Vacinação e ignorância
O que acontece com a terra de José Sarney?
Enquanto São Paulo tem mais de 86% da população acima de cinco anos vacinada, no
Maranhão são apenas 61%. Há outros estados com números abaixo dos 70%.
Levantamento feito pela Lancet mostra que cidades que mais apoiaram Bolsonaro
em 2018 têm taxa de mortalidade de Covid maior. Enquanto isso, há gente tomando
agora a primeira dose da vacina apenas
porque precisa da carteirinha de vacinação para arrumar
emprego ou entrar em alguns estabelecimentos.
O feito Putin
A invasão bárbara de Vladimir Putin à Ucrânia conseguiu um feito inédito, unir os americanos que estavam divididos politicamente desde a derrota de Donald Trump.

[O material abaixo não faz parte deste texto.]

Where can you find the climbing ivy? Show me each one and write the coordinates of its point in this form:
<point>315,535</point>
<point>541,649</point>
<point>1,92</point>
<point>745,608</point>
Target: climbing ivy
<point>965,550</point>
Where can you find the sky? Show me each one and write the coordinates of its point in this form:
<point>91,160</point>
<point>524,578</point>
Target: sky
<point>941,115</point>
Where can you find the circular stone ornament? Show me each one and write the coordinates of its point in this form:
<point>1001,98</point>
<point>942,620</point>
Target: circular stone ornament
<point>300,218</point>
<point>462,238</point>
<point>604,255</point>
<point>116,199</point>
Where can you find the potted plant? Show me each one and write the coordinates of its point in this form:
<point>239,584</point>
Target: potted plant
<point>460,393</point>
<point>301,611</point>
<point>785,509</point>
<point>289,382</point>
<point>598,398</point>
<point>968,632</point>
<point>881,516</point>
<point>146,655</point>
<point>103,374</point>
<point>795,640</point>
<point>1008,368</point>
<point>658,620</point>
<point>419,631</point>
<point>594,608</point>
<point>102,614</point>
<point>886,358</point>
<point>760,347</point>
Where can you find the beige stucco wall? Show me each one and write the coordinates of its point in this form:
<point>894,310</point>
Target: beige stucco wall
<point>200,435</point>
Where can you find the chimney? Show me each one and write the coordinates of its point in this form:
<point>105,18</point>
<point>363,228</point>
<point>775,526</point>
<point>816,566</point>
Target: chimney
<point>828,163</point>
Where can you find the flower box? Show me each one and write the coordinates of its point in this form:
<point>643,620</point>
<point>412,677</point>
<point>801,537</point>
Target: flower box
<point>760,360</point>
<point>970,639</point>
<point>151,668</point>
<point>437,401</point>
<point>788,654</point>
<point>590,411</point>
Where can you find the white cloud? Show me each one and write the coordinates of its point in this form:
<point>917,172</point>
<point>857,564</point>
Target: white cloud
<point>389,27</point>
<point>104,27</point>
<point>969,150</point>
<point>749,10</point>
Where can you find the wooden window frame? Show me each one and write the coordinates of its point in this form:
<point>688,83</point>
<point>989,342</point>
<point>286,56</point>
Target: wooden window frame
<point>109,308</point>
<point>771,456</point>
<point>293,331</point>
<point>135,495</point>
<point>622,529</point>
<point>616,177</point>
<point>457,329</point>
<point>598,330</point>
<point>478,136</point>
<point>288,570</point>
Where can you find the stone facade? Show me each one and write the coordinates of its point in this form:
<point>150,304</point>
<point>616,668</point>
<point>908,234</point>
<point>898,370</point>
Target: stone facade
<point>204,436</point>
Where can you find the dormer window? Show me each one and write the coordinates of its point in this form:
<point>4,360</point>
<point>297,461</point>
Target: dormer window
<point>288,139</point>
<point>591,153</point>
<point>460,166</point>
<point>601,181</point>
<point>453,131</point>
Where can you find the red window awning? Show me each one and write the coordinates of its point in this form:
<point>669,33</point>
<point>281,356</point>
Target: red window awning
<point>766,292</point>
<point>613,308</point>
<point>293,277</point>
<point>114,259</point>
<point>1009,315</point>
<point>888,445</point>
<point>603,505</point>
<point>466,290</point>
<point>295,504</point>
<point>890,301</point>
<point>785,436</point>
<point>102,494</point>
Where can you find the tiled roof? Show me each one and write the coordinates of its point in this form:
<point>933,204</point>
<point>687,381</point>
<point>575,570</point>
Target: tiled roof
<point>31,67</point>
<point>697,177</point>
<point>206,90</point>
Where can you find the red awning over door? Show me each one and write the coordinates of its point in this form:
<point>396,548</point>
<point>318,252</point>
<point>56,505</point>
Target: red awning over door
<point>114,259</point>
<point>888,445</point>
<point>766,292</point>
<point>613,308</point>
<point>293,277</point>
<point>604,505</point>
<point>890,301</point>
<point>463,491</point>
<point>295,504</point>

E pode, também, melhorar os índices do inimigo Joe Biden. Por outro lado, Putin está dividindo seu próprio país, perseguindo dissidentes, a quem chama de “escória de traidores”, prometendo purificar a Rússia, caçando e cuspindo “falsos patriotas”. Um exemplo de que a coisa vai mal na Rússia foi o discurso que fez ontem num estádio lotado de simpatizantes. Numa cerimônia plastificada e falsa, o déspota desfiou mais uma vez seu rosário de mentiras.